El thriller turbio bascula entre la introspección a lo Bergman - personajes atormentados que expresan sin lenguaje las aristas de su perturbada alma - y la consabida ración de clichés que perlan el thriller standard - personajes cuyo pasado importa escasamente -. El thriller turbio bucea en la moralidad de esa épica sucia, en la naturaleza del comportamiento humano. Importa más el origen del problema que su solución. Así es el personaje-enganche de este thriller más turbio que thriller que da a Richard Gere la oportunidad de redimirse de papelitos insulsos y ese sambenito irreconciliable con el olvido que es haber sido (ser, quién sabe) icono el star-system, hombre-objeto alrededor del buen actor que, en ocasiones, es. El perseguidor de psicópatas que interpreta ha acabado convertido en una especie de tarado obsesivo, en un hosco y asocial funcionario que ha convertido su oficio en una cruzada de la que es, por investimiento propio, héroe, adalid, estandarte y, sobre todo, ambiguo brazo ejecutor.
Lo escabroso del guión de El caso Welles (comportamientos perturbados, pederastas, escorados de la norma en general ) encuentra en su director (Andrew Lau o también Wai Keung Lau, autor hongkonés de las ya conocidas y sobrevaloradas tres partes de Internal affairs, el gérmen de Infiltrados de Scorsese) un autor metódico, empecinado en contar a la americana una historia de criminales sexuales y redenciones imposibles.
Afín a Seven en su vertiente tormentosa, en su epidermis purulenta, El caso Wells aporta una mecánica novedosa en el thriller de inspiración mística (el perseguidor convertido en aquello que persigue), un planteamiento estético cerrado, distante, articulado por la cargante (a veces) didáctica del sombrío y desequilibrado agente federal que interpreta un meritorio Gere, que únicamente parece feliz (es un decir) cuando rastrea pistas, escudriña escenarios del crimen o confirma la naturaleza inconmovible del mal.
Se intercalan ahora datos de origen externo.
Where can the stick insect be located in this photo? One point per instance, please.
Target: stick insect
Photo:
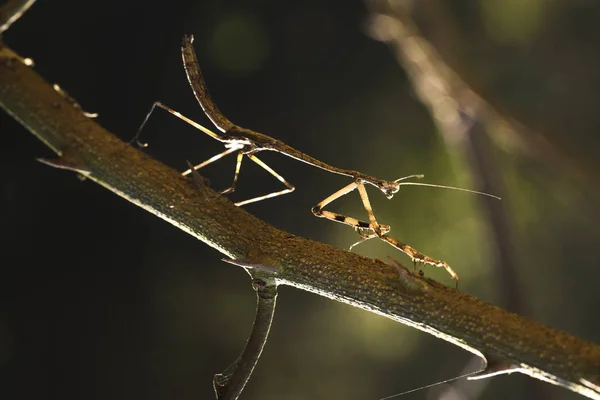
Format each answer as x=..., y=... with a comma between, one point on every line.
x=248, y=143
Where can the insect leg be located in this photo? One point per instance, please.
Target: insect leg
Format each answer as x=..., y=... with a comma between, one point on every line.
x=178, y=115
x=365, y=229
x=290, y=187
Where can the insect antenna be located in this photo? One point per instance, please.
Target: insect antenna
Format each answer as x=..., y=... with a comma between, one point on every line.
x=442, y=187
x=433, y=384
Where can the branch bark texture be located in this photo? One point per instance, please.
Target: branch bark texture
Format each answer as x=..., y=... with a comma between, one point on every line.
x=507, y=341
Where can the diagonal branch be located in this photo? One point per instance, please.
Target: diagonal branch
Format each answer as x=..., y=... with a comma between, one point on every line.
x=509, y=342
x=11, y=11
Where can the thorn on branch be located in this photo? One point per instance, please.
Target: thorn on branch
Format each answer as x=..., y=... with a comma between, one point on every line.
x=229, y=384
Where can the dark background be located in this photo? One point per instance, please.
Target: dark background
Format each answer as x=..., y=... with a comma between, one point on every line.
x=101, y=300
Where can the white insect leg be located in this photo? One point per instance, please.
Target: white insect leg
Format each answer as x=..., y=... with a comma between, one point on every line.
x=290, y=187
x=238, y=165
x=210, y=160
x=178, y=115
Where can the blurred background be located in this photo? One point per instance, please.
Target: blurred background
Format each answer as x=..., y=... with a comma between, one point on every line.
x=101, y=300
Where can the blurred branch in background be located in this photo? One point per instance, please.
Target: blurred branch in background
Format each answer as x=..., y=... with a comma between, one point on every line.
x=465, y=120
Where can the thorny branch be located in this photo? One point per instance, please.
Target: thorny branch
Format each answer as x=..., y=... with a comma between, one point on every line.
x=229, y=384
x=508, y=342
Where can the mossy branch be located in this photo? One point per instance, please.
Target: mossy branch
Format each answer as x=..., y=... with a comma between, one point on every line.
x=507, y=341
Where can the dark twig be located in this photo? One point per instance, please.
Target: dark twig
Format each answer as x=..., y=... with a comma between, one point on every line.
x=11, y=11
x=229, y=384
x=509, y=342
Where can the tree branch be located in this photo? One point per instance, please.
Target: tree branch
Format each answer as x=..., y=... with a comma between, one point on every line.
x=509, y=342
x=229, y=384
x=11, y=11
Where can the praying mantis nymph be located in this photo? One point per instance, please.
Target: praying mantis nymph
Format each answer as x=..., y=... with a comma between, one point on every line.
x=248, y=143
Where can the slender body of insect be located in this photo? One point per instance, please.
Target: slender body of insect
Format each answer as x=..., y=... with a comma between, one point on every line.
x=247, y=142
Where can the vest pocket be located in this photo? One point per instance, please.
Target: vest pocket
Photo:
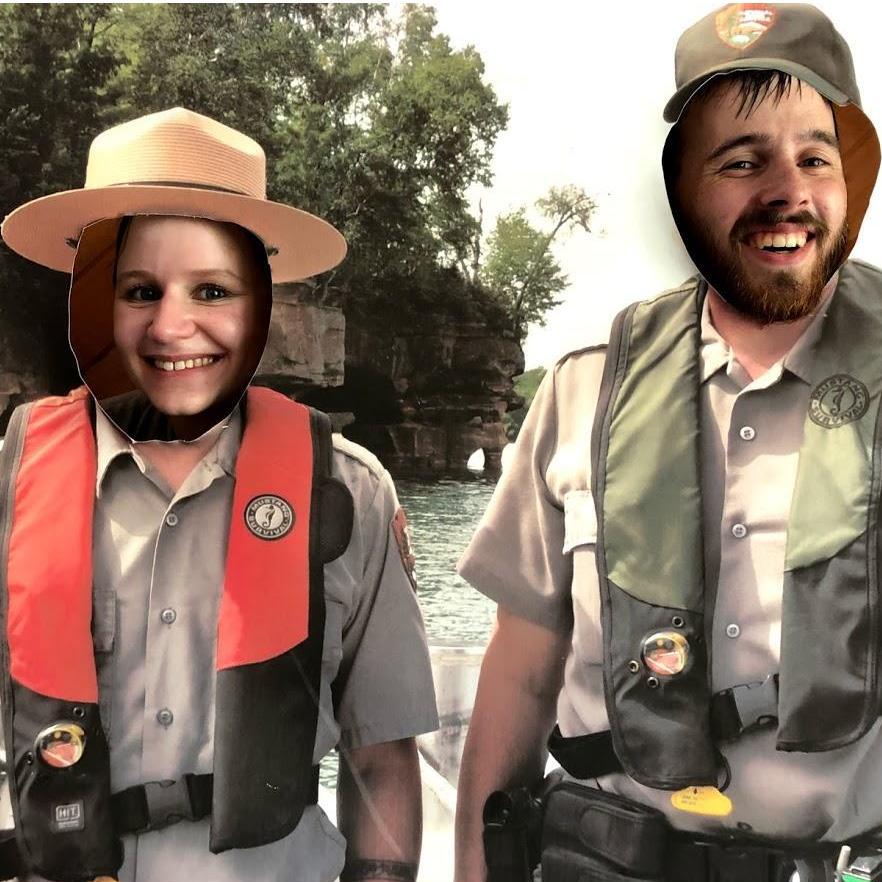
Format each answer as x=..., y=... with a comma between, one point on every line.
x=103, y=639
x=580, y=520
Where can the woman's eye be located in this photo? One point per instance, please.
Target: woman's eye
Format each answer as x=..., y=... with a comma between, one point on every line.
x=212, y=293
x=141, y=294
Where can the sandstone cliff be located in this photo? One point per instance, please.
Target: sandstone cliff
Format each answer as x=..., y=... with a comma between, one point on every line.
x=425, y=398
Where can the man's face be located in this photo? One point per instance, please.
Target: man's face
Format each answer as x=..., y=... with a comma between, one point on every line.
x=190, y=316
x=761, y=199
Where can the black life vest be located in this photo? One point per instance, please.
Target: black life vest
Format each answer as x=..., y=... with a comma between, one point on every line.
x=289, y=519
x=646, y=485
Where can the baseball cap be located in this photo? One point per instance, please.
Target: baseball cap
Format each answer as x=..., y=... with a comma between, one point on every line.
x=795, y=38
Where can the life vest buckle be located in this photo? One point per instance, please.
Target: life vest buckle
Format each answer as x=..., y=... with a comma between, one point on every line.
x=167, y=803
x=740, y=708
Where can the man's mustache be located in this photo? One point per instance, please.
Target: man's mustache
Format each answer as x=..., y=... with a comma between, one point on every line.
x=767, y=218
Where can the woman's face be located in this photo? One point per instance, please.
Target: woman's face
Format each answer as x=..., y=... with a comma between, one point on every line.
x=190, y=316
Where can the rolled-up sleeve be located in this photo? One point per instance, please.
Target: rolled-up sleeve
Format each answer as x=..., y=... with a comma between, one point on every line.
x=383, y=690
x=515, y=555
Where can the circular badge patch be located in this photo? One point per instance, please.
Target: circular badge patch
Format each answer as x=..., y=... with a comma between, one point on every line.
x=838, y=400
x=269, y=517
x=61, y=745
x=740, y=25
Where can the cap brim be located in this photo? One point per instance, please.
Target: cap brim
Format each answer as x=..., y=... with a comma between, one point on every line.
x=674, y=107
x=43, y=229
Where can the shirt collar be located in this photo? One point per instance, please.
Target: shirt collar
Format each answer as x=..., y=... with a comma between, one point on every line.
x=112, y=443
x=716, y=352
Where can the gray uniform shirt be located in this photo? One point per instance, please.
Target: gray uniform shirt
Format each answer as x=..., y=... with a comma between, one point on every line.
x=534, y=554
x=158, y=568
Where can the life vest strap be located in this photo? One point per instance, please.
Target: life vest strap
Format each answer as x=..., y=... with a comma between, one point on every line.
x=733, y=711
x=159, y=804
x=140, y=809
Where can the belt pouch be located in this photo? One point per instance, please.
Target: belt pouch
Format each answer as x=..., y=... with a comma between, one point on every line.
x=592, y=835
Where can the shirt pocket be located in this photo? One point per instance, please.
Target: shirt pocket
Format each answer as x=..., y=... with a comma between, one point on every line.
x=580, y=540
x=580, y=520
x=104, y=615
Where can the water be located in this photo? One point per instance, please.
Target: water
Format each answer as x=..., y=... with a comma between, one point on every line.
x=443, y=516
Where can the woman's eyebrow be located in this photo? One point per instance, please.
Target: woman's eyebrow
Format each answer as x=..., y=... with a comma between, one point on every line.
x=209, y=272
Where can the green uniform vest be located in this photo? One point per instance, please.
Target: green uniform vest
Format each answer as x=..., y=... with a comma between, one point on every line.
x=647, y=489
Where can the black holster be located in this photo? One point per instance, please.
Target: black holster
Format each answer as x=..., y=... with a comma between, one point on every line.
x=513, y=832
x=577, y=832
x=590, y=834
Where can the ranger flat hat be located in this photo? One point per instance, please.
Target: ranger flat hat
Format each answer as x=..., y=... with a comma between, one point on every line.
x=175, y=162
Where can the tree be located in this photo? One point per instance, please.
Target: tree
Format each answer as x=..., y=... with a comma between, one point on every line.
x=368, y=117
x=56, y=72
x=520, y=269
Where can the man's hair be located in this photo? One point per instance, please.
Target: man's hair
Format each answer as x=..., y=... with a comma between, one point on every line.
x=752, y=88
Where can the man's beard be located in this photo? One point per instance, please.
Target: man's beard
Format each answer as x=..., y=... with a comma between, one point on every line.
x=783, y=295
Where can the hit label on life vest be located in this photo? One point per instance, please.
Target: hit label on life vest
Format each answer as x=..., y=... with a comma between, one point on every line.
x=702, y=801
x=68, y=817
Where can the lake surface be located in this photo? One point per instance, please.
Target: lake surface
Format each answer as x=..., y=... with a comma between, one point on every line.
x=443, y=516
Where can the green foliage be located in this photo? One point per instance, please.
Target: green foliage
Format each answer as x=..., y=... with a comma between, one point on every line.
x=56, y=71
x=520, y=269
x=368, y=119
x=525, y=386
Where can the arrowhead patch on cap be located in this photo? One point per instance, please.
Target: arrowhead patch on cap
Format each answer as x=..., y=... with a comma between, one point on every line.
x=740, y=25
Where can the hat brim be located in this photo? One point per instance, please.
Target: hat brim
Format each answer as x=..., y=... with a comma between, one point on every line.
x=674, y=107
x=46, y=230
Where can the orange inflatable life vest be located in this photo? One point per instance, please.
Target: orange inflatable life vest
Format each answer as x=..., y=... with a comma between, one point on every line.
x=289, y=519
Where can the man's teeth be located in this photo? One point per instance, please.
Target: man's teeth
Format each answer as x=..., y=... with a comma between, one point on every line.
x=183, y=365
x=779, y=240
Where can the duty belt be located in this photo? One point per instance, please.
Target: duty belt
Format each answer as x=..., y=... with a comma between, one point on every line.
x=733, y=712
x=142, y=808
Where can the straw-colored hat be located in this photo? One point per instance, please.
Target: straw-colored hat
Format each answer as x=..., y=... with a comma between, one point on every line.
x=180, y=163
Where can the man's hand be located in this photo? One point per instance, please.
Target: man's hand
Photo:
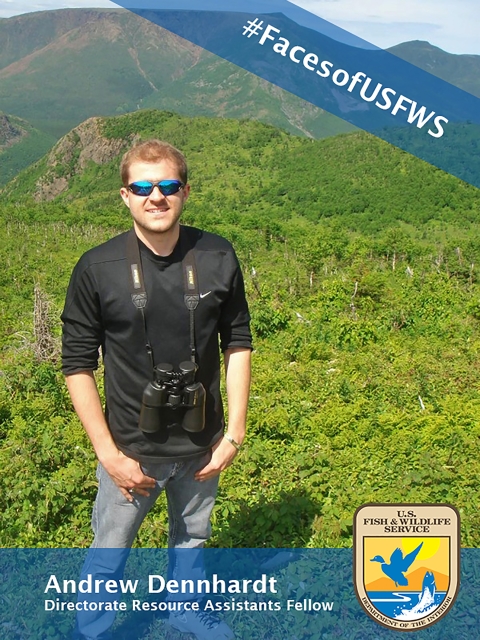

El caso Welles es también un film de pretensiones modestas, a pesar de su elenco. El retrato de la vida privada de los abnegados funcionarios desplaza el previsible - y aquí casi inexistente - retrato de la vida privada de los psicópatas de turno, que no están suficientemente dibujados o (incluso)emborronados, carentes de autonomía narrativa. Todo eso hace que se haga pesado el metraje. Los demonios interiores del conjurado a impartir justicia enturbian su misión y lo arrumban a otra cruzada: la propia, la de un hombre perdido, batallando molinos, espoleado vagamente por la nobleza, pero abismado a la simple y tenebrosa venganza.